What is the value of the masters in management degree, both to students and business schools?
President, Thunderbird School of Global Management, US
“It is clear that there is great demand from companies for entry- and mid-level managers with solid business skills. The Thunderbird masters in management degree provides aspiring young professionals – who may not have significant work experience – the opportunity to launch their careers and to compete successfully in a rapidly changing and competitive marketplace.”
Dean, Queen’s School of Business, Canada
“The biggest bonus, our graduates tell us, is that the degree opens the doors to international career opportunities. Our degree, the Queen’s Master of Management: Global Management, includes double degree and student exchange options, so that Queen’s students benefit from the combined resources of two institutions – from alumni networks to career services.”
Dean, St Petersburg State University, Graduate School of Management (GSOM), Russia
“The introduction of the masters in management degree here at GSOM indicates the successful transition of Russian university education to the European Bologna process. For us, this is the key driver of GSOM’s systemic interna-tionalisation in terms of student and faculty exchanges, joint modules and research projects.”
Dean, School of Management, Fudan University, China
“Masters in management degrees are growing in popularity in China.

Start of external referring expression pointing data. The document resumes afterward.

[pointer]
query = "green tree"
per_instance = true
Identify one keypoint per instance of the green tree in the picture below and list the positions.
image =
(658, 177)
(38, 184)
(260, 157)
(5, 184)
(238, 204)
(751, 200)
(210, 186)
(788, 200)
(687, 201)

Positioned as top-notch programmes for developing leaders for both the Chinese and the global economy, our masters programmes incubate highly selected under-graduates with cutting-edge knowledge, professional skills and international perspectives, who are capable of serving not only multinationals but also local giants.”

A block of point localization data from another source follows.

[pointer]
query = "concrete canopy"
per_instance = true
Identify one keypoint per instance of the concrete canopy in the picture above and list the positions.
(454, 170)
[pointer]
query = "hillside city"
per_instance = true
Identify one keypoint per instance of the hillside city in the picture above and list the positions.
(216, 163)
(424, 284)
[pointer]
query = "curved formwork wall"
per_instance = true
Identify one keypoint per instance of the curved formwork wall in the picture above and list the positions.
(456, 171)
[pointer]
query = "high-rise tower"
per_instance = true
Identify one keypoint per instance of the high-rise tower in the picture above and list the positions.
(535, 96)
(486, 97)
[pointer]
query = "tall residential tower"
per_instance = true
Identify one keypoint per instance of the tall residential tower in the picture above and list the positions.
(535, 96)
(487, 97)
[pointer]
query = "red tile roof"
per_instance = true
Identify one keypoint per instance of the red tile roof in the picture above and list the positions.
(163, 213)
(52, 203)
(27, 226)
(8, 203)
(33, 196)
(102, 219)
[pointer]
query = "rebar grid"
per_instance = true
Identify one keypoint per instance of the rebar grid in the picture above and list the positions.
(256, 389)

Dean, faculty of economics and business, University of Sydney
“Our master in management programme not only equips aspiring young managers with advanced knowledge in business-related disciplines, but also exposes them to demanding experiential learning that develops skills that are essential for the next generation of leaders: the ability to apply theory to practice; to think creatively, critically and analytically; to participate constructively in high-performing teams; to communicate effectively at all levels; and to understand the dynamics of global commerce and enterprise.”